Unfortunately I’m mentally and physically incapacitated after last week/weekend’s Rhode Island Seafood Festival, which I’ll be writing about later in the week for sure.
Until then, here’s a meager piece offering in the form of my column from Sunday.
Parts of it will look familiar, given it’s based off of a post I wrote a couple weeks ago, but it’s got that central Maine-centric twist for newspaper readers. It’s probably pretty relevant for green card immigrants too, I’d wager.
As always, thanks for reading!
Is there a doctor in the house? Anywhere?
One of the tough realities of being a U.S. permanent resident — health care — has finally hit home, writes Adrian Crawford.
A couple of weeks ago, for really the first time since I immigrated to the U.S., I found myself feeling utterly lost and completely out of my depth.
Compared to the issue I was trying to deal with, the other unfamiliar elements of life here — driving on the right side of the road, shoveling snow, using pounds and ounces instead of the metric system — all seemed like child’s play.
I must have made 10 phone calls in the space of a morning, and when I didn’t get someone’s voicemail, I got either a confusing rundown of the hoops I had to jump through to be seen by the right physician or a vague date “a few weeks away” when I might get in. Maybe.
All I could think was, “It’s lucky I’m not dying over here.”
It was frustrating to the point that I went through a few minutes of questioning whether I’d done the right thing in making the move here, given it’s likely that at some stage in the next however-many years that I’ll need some sort of medical treatment.
A few Sundays ago, in this space, I gave a couple of examples of some of the questions I’ve faced, coming from the dangerous land Down Under, since I got here.
Those were all pretty light-hearted and managed to elicit laughs from at least two readers, who’d each asked me one of the questions in jest.
But there’s another query that I get with reasonable frequency that’s on a slightly more serious note, and one that’s generally brought up with more than a pinch of incredulity.
“Don’t you have free health care out there?”
Well, kind of. We have a public health system that’s largely subsidized by government. Because of that, I was always sort of complacent about health insurance until a couple of years ago when I bought coverage not to protect the one body I have, but because it was a tax break.
Healthcare — and the cost of it — is one of the more “grown-up” factors that I didn’t give much thought to before I moved out here. The one thing I did come in with was the knowledge that if I were to get sick or injured here to the extent that I needed hospitalization, it was going to cost me. Big time. Ever since my first vacation out here, in 2008, I’ve made sure to come prepared with travel insurance.
I remember saying to a friend of mine back in 2010, when we were planning a trip to New York and Las Vegas together, that one of the few expenses I had left was to pay a couple hundred bucks for travel insurance.
His response was something along the lines of, “Why the hell do you get travel insurance?”
Answer: Peace of mind.

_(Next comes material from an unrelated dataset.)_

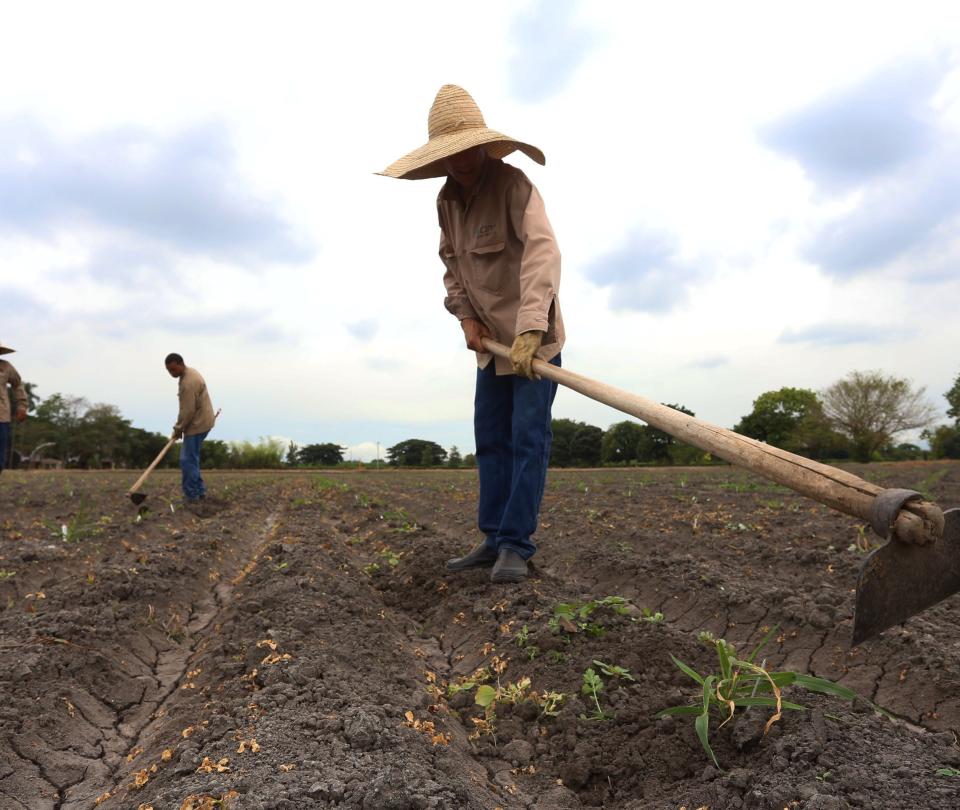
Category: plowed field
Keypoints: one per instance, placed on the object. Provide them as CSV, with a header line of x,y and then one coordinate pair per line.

I’d much rather throw a couple of hundred bucks at an insurance company before my trip than try to find six figures’ worth of medical costs while I’m laying in a hospital bed after being hit by a car or breaking a bone doing something stupid while drunk (a distinct possibility).
I spent last fall in Colorado, and every single person I met asked whether I was there for the skiing, or whether I was going to hit the slopes, and the winter-sports line of questioning continued once I got to Maine and found myself hip-deep in snow.

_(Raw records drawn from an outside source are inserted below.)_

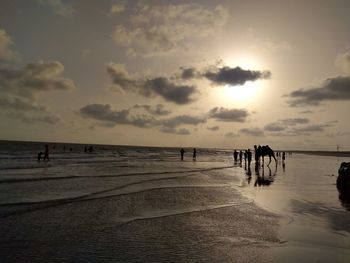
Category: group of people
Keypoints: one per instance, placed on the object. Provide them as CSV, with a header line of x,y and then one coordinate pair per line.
x,y
239,156
194,155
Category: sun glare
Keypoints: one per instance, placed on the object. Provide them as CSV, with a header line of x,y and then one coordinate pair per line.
x,y
242,93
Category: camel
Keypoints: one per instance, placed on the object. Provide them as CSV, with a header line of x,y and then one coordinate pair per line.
x,y
263,151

The answer, both in Colorado and here, was: “Heck no. I’m not insured and I can’t afford a $30,000 broken leg.”
In any case, I wasn’t about to see just how good my temporary travelers’ insurance coverage was by chancing my luck on the slopes skiing for the first time in my life. I can barely walk around without injuring myself in that weather — I definitely don’t want to try hurtling down a mountain in it.
When I first started work, the HR team gave me a bunch of options for coverage, all of which looked to me like it was written in hieroglyphics. HMOs, PPOs, co-pays. I barely understood what I was doing with my health insurance back home, let alone when it’s in another language here.

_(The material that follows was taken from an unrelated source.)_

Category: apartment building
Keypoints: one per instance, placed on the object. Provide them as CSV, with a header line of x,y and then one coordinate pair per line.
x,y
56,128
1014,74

I rang the HR team, a tad embarrassed to be asking what I should go for, and blaming it on my from-awayness, and their response was, “Don’t feel bad — it’s not because you’re Australian. Most of the American staff members don’t have a clue either.” Oh. Good.
Eventually I managed to weasel my way into an appointment, and the only thing more nerve-wracking than the check-up was when I got the bill at the end. After the nurse explained my options for payment, I was sweating like I’d run a marathon.
The only marathon, though, was the phone call I made to my insurance provider the next day to get a clearer picture on what I had to pay and what they’d cover. Amazingly, after half an hour of miscommunication on both ends, the agent on the phone told me that it had all been settled and I didn’t owe a cent. I actually laughed out loud in relief.